Czech Crematoriums Seek Help as COVID-19-Related Deaths Soar

czech crematoriums covid

Some Czech crematoriums are near or at capacity due to a spike in coronavirus deaths, and they are looking for alternative cremation sites, Interior Minister Jan Hamáček said on Wednesday.

The Czech Republic has been struggling with another surge of the illness, with new records in daily cases and rising hospital admissions pointing to more victims in the coming weeks.

The country’s 12.7 deaths per million using the latest seven-day average was the world’s highest rate, according to the website supported by Oxford University.

Hamacek said the situation was hardest in the eastern region of Moravia-Silesia, while in other regions facilities were almost operating at full capacity.
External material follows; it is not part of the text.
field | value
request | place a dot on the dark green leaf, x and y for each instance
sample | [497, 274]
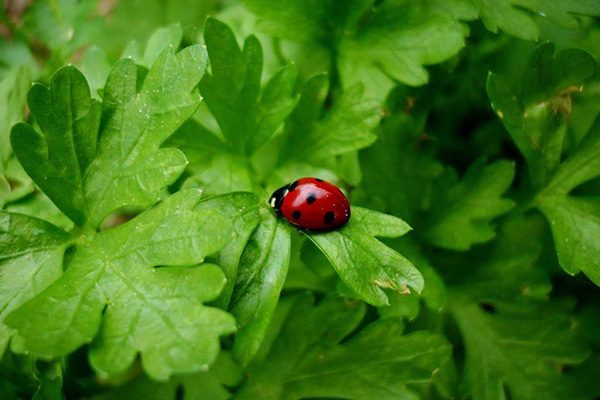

The deceased would have to be moved between regions, he said.

“Right now, one such transport of around 50 bodies needs to be done, and we will act similarly in other cases,” he said at a televised press conference. “We will have to find a complex solution for the whole country.”

In the past week, 127 people with COVID-19 died each day on average in the country of 10.7 million people, and those numbers are likely to be revised up.

In a regular year, around 300 people die each day from all causes, but that number spiked to as many as 600 in the worst two weeks at the turn of October and November 2020. The overall data is reported with a six-week lag.

The funeral services association spokeswoman Hanka Svechotova said numbers were now “reaching a somewhat critical level”.

The crematorium in the eastern city of Ostrava as well as the hospital in the nearby city of Olomouc, however, have placed freezer trucks outside to store bodies.